8.4 ARIMA and ETS
Box and Jenkins (1976) showed in their textbook that several Exponential Smoothing methods could be considered special cases of the ARIMA model. Because of that, statisticians have thought for many years that ARIMA is a superior model and paid no attention to Exponential Smoothing. It took many years, many papers, and a lot of effort (Fildes et al., 1998; Makridakis et al., 1982; Makridakis and Hibon, 2000) to show that this is not correct and that if you are interested in forecasting, then Exponential Smoothing, being a simpler model, typically does a better job than ARIMA. It was only after Ord et al. (1997) that statisticians have started considering ETS as a separate model with its own properties. Furthermore, it seems that some of the conclusions from the previous competitions mainly apply to the Box-Jenkins approach (for example, see Makridakis and Hibon, 1997), pointing out that selecting the correct order of ARIMA models is a much more challenging task than statisticians had thought before.

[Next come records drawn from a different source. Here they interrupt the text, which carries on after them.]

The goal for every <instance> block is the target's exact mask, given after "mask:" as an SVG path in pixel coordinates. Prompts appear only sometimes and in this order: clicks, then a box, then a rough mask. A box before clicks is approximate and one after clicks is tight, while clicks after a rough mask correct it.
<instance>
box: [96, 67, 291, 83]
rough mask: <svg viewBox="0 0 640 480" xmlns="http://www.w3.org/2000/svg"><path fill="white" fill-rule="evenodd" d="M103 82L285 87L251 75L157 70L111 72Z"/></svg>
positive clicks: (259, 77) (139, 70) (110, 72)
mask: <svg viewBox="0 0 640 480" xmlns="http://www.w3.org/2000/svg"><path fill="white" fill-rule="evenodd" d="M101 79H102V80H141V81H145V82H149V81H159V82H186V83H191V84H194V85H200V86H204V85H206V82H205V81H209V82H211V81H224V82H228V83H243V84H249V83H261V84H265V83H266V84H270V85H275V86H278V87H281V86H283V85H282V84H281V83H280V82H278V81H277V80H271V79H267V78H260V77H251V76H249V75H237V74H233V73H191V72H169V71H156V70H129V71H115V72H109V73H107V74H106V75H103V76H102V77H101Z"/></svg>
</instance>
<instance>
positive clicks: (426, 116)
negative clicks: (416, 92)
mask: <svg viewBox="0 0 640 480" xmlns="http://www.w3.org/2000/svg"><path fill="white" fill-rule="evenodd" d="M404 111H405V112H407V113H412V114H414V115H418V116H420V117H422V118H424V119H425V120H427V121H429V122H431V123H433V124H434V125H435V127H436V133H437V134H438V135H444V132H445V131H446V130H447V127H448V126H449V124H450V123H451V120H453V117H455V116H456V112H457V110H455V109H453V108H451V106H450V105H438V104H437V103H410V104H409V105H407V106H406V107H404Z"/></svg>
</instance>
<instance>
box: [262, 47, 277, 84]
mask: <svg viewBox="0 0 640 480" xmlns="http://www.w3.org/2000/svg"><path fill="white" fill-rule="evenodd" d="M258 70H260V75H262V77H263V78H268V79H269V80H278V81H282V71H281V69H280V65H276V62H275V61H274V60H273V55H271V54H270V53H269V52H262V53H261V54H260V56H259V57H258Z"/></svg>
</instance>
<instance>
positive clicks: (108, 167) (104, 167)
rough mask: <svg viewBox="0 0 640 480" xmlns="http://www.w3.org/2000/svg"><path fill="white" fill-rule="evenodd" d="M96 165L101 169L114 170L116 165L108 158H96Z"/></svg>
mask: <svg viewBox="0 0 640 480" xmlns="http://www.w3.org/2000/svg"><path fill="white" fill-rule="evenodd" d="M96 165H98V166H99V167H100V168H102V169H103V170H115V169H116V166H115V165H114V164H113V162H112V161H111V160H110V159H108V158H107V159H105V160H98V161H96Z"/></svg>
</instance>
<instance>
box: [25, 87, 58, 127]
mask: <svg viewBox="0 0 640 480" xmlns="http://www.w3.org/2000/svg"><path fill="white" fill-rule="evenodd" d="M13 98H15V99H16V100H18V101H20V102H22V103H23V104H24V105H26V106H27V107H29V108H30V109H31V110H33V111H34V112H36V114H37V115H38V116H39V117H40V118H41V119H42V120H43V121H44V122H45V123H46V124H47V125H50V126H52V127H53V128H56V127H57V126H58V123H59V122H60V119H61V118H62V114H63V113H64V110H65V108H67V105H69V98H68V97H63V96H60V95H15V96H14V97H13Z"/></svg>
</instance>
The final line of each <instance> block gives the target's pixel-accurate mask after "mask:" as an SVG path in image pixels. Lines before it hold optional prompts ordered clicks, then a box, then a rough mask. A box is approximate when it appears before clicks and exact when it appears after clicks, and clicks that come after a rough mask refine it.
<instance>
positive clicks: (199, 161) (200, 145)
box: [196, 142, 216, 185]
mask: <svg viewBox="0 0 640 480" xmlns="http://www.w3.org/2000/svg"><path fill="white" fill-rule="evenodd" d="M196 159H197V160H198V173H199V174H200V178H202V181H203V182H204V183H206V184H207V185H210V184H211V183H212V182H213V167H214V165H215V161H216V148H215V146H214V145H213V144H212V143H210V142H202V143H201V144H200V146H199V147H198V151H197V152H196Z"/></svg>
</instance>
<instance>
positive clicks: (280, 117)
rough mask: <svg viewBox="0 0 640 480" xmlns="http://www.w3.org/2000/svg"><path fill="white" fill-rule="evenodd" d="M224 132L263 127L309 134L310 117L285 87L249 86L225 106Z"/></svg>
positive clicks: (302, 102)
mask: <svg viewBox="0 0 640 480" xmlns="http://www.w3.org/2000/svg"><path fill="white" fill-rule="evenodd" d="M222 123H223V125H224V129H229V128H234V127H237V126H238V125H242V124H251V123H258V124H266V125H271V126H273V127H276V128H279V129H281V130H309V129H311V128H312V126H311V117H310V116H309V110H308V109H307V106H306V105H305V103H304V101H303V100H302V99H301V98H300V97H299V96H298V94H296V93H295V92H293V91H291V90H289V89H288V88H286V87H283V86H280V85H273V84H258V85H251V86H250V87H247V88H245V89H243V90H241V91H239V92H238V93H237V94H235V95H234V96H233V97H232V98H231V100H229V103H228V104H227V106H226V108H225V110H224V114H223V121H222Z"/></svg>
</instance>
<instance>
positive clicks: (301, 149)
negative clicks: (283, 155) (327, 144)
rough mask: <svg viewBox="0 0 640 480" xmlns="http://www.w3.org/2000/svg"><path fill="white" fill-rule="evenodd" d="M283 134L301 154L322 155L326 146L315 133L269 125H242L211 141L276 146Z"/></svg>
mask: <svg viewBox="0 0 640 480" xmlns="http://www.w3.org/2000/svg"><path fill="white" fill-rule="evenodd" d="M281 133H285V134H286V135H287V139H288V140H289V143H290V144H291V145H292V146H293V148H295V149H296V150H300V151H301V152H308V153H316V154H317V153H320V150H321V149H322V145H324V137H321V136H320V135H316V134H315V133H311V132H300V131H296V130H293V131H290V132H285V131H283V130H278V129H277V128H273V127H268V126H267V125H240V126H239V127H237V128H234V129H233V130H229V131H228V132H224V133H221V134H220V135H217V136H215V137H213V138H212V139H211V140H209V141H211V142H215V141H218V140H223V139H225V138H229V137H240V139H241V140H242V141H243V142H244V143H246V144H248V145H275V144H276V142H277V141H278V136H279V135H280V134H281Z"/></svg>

Still, there is a connection between ARIMA and ETS models, which can benefit both models, so it is worth discussing this in a separate section of the monograph.
8.4.1 ARIMA(0,1,1) and ETS(A,N,N)
Muth (1960) was one of the first authors who showed that Simple Exponential Smoothing (Section 3.4) has an underlying ARIMA(0,1,1) model. This becomes apparent, when we study the error correction form of SES: \[\begin{equation*} \hat{y}_{t} = \hat{y}_{t-1} + \hat{\alpha} e_{t-1}. \end{equation*}\] Recalling that \(e_t=y_t-\hat{y}_t\), this equation can be rewritten as: \[\begin{equation*} y_{t} = y_{t-1} -e_{t-1} + \hat{\alpha} e_{t-1} + e_t, \end{equation*}\] or after regrouping elements: \[\begin{equation*} y_{t} -y_{t-1} = e_t + (\hat{\alpha} -1) e_{t-1}. \end{equation*}\] Finally, using the backshift operator for ARIMA, substituting the estimated values by their “true” ones, we get the ARIMA(0,1,1) model: \[\begin{equation*} y_{t}(1 -B) = \epsilon_t(1 + \theta_1 B), \end{equation*}\] where \(\theta_1 = \alpha-1\). This relation was one of the first hints that \(\alpha\) in SES should lie in a wider interval: based on the fact that \(\theta_1 \in (-1, 1)\), the smoothing parameter \(\alpha \in (0, 2)\). This is the same region we get when we deal with the admissible bounds of the ETS(A,N,N) model (Section 4.3). This connection between the parameters of ARIMA(0,1,1) and ETS(A,N,N) is useful on its own because we can transfer the properties of ETS to ARIMA. For example, we know that the level in ETS(A,N,N) will change slowly when \(\alpha\) is close to zero. Similar behaviour would be observed in ARIMA(0,1,1) with \(\theta_1\) close to -1. In addition, we know that ETS(A,N,N) reverts to Random Walk, when \(\alpha=1\), which corresponds to \(\theta_1=0\). So, the closer \(\theta_1\) is to zero, the more abrupt behaviour the ARIMA model exhibits. In cases of \(\theta_1>0\), the model’s behaviour becomes even more uncertain. In a way, this relation gives us the idea of what to expect from more complicated ARIMA(p,d,q) models when the parameters for the moving average are negative – the model should typically behave smoother. However, this might differ from one model to another, depending on the MA order.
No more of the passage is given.